Türkiye işçi sınıfının sırtında milyarder olanlar, işçi sağlığı ve iş güvenliğini sağlamak yerine, “paralarımız gitmesin” diye gerekli önlemleri almıyorlar. İş cinayetlerinin adını da bulmuşlar. Diyorlar ki; “iş kazası” oldu. Bu iş kazası değil, aslında tam bir iş cinayetidir.  Patronlar gerekli yasal önlemleri alsalar, üretici güç olan işçiler hayatta kalacaklardı. Bakın size bir anımsatmada bulunayım. Bükköy Madencilik Sanayi ve Ticaret AŞ’nin Bursa Mustafakemalpaşa’daki kömür Ocağında 10 Aralık 2009’da meydana gelen ve 19 işçinin ölümüne neden grizu patlamasından sonra yapılan faaliyet durdurma işleminde, devletin önemli bir ihmale imza attığı ortaya çıktı. Maden ocağının faaliyetini, Enerji Bakanlığı Maden Genel Müdürlüğü değil de Çalışma ve Sosyal Güvenlik Bakanlığı durdursaydı, işçiler işsiz kalmayacak, maaşları işveren tarafından ödenmeye devam edecek veya madenciler aynı maaşla bir başka işte istihdam edilecekti. Faaliyeti durdurma işlemi Maden Yasası’nın ilgili maddesine göre yapıldığı için, hayatta kalan yaklaşık 110 işçi işsiz kaldığı gibi, bunları yükü de devlete bindi.

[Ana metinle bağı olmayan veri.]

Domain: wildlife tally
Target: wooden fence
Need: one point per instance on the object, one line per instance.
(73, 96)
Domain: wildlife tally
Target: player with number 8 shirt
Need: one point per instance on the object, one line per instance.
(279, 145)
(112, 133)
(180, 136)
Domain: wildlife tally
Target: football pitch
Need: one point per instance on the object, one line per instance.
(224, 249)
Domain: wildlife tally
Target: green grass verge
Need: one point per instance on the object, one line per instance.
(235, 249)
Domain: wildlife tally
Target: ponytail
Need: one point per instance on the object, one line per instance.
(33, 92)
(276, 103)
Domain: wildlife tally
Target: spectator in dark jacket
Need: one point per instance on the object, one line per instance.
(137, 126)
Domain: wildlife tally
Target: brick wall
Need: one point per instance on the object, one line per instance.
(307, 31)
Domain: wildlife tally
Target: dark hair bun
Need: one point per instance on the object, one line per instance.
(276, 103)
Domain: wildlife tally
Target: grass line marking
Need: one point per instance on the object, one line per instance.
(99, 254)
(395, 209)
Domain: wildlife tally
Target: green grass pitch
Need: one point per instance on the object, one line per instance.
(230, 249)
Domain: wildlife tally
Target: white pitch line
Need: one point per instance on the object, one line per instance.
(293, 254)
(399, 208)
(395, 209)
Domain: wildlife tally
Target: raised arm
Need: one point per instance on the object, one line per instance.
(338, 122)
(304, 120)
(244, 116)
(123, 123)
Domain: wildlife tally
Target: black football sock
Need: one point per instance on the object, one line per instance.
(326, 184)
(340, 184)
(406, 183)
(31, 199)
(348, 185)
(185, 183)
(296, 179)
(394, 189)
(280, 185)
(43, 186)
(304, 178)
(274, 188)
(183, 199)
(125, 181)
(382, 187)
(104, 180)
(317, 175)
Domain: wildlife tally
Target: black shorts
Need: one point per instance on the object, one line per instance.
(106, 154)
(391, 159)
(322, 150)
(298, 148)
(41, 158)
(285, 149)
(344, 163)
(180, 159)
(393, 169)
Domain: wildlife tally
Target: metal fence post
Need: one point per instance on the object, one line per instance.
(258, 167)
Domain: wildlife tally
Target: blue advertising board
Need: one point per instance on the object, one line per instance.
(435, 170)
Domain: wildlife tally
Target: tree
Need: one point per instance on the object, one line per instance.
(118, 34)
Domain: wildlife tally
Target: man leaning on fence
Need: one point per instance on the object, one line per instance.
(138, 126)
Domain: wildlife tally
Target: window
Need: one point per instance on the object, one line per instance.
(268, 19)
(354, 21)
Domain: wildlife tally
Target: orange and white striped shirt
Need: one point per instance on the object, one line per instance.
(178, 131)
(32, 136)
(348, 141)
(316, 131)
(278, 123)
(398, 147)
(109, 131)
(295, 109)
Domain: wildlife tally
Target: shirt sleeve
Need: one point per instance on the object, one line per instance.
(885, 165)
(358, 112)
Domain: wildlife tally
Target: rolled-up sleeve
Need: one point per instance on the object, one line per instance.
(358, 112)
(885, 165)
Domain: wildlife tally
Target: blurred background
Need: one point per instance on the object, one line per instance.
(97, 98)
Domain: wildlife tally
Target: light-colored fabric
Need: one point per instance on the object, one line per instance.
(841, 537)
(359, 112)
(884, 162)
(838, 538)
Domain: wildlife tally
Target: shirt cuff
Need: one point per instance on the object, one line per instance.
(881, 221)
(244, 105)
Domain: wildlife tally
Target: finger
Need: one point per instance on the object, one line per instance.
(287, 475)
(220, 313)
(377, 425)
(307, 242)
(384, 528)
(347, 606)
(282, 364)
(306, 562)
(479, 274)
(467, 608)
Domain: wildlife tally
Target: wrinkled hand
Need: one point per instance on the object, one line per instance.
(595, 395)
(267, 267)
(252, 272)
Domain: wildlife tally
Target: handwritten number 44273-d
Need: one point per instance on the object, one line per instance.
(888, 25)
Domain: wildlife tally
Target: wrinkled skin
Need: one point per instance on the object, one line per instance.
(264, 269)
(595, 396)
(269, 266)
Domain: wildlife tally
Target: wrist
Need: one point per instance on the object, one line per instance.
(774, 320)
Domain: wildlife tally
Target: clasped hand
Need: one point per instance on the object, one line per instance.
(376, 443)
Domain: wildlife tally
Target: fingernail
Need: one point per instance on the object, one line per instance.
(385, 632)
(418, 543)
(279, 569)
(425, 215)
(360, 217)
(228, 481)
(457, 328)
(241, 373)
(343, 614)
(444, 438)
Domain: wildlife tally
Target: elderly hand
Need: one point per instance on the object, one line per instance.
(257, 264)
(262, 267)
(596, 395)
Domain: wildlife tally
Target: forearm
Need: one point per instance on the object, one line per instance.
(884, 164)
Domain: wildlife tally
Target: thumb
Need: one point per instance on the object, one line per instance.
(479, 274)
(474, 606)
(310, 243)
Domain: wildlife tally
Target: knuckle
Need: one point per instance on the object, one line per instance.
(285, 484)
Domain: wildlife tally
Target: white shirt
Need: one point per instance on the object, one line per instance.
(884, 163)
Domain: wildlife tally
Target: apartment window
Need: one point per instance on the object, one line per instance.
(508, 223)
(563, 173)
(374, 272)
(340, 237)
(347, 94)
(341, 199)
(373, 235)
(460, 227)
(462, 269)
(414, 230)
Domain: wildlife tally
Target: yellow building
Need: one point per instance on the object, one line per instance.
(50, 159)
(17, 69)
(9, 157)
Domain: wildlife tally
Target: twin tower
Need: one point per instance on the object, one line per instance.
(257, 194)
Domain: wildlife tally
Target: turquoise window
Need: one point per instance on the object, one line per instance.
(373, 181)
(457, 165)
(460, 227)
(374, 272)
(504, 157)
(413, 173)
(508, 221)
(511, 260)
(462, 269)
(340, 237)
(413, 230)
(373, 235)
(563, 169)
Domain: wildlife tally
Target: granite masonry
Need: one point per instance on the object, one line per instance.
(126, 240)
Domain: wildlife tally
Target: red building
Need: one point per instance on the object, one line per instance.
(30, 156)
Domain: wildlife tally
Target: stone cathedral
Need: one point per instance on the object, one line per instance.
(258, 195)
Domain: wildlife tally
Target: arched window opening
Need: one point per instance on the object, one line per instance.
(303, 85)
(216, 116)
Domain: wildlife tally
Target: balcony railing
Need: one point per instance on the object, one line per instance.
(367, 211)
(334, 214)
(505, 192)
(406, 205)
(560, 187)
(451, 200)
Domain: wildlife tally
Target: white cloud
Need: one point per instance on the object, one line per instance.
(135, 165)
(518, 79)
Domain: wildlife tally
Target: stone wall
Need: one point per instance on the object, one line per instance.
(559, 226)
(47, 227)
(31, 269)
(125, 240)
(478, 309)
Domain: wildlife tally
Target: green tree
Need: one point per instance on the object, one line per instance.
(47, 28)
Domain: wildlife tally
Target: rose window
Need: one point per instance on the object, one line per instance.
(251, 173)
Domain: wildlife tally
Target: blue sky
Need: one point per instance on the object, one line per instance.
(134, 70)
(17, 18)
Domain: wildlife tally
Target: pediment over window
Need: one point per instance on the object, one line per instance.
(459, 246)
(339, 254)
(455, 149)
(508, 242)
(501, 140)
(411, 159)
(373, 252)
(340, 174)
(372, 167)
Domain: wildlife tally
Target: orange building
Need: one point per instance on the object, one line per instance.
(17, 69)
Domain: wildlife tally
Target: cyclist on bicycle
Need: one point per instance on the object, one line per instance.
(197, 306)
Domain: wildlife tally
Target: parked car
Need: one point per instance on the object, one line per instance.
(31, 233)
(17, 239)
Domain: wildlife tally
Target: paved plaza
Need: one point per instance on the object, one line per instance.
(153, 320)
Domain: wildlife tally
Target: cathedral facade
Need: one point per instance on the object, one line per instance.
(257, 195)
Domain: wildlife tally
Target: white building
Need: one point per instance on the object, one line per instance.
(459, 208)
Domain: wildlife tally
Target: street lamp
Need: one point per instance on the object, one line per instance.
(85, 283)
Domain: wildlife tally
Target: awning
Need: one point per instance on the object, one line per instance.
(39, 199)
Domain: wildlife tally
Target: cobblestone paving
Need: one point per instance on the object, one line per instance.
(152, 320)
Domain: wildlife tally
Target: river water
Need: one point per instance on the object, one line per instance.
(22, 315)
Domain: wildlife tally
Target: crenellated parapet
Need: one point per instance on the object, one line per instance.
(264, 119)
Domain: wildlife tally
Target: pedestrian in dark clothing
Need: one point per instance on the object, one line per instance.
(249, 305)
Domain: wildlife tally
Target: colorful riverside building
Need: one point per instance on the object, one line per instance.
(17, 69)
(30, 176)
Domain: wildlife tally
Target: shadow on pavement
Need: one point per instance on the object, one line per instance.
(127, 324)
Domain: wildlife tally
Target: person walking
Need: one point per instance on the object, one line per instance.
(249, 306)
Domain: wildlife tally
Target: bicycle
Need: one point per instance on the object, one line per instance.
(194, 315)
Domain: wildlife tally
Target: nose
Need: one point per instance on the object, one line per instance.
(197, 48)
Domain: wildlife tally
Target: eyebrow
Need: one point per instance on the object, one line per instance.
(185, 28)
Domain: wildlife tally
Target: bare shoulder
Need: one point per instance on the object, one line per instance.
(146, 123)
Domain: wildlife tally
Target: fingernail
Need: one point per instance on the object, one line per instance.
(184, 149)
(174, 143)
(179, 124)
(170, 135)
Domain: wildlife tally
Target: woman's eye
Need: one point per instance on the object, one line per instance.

Bursa Mustafakemalpaşa’daki maden ocağında, uyarılara rağmen gerekli yasal önlemleri almayan Bükköy Madencilik Sanayi ve Ticaret AŞ’nin sahibi Nurullah Ercan, Kısa Çalışma Ödeneği’nden yararlanmak üzere Çalışma ve Sosyal Güvenlik Bakanlığı’na başvurdu. Ercan, devlete 19 işçinin hayatını kaybettiği maden ocağından “işçi atmamak için bana destek verin” dedi.  Kısa Çalışma Ödeneği, küresel ekonomik krizin Türkiye’ye yansımaları sonucunda zor durumda kalan firmalara, işletmenin faaliyetlerini sürdürerek mevcut çalışanlarını işten atmasınlar diye devletin sağladığı bir imkandır. Bu olanaktan, geçen yıllarda birçok firma yararlandı. Ekonomik kriz, yangın, patlama, su baskını gibi mücbir sebepleri olan firmalar başvurma hakkına sahiptir. Başvuruyu Çalışma Bakanlığı inceliyor, uygun görürse talep karşılanıyor. Maden kazası örneğinde olduğu gibi, işverenin patlamada kusurlu olduğu müfettiş raporu ile sabitse talep geri çevrilebiliyor.
Kısa Çalışma Ödeneği’nde işçilerin maaşını, üç ay süreyle, asgari ücretin en az yüzde 40’ı, en fazla da yüzde 80’i oranında devlet ödüyor. Bu süre emekliliğe sayılmıyor. İşçi sağlık yardımlarından yararlanabiliyor.

Bu koşullar ışığında, hem Çalışma ve Sosyal Güvenlik hem de Enerji ve Tabii Kaynaklar Bakanlığı’nın resmi-süreli bildirim ve uyarılarına karşın maden ocağında gerekli önlemleri almadığı, tespit edilen eksiklikleri gidermediği belirlenen, Bükköy Madencilik patronu Nurullah Ercan’ın devletten yardım talebinin nasıl sonuçlanacağı o tarihte bile belli olmamıştı. Madeni kapatmada hangi madde uygulandı?
Maden Yasası’nın 29. maddesinin, “İşletme açısından tehlikeli durumların tespiti halinde, bu halleri gidermek için ruhsat sahibine altı aya kadar süre verilir, mücbir sebepler dışında bu süre uzatılmaz. Bu süre sonunda projeye uygun faaliyette bulunulmaması veya tehlikeyi durumun ortadan kaldırılmaması halinde teminat irad kaydedilerek işletme faaliyeti durdurulur” fıkrası uygulandı.

İş Yasası’na göre kapatmanın yararı nedir? İş Yasası’nın 79. maddesi ise “Bir işyerinin tesis ve tertiplerinde, çalışma yöntem ve şekillerinde, makine ve cihazlarında işçilerin yaşamı için tehlikeli olan bir husus tespit edilirse, bu tehlike giderilinceye kadar, tehlikenin niteliğine göre iş tamamen veya kısman durdurulur veya işyeri kapatılır. İşveren bu nedenle işsiz kalan işçilere, ücretlerini ödemeye veya ücretlerinde bir düşüklük olmamak üzere meslek veya durumlarına göre başka iş vermeye zorunludur” diyor. Sermaye sınıfı ve siyasi iktidarlar iş kazalarına karşı gerekli ve zorunlu önlemleri almadıkları için her yıl yüzlerce işçi yaşamını yitiriyor. İşçilerin eş ve çocukları aç ve sefil kalıyor. Sorumlular formülü bulmuşlar. Ne diyorlar? İş kazası diyorlar. Kazanın bir tanımı var. Kaza, nerede ne zaman meydana geleceği belli olmayan olaydır. Oysa Türkiye’de işlerlerinde olan iş kazalarının adı “iş kazası” değil, tam bir cinayettir.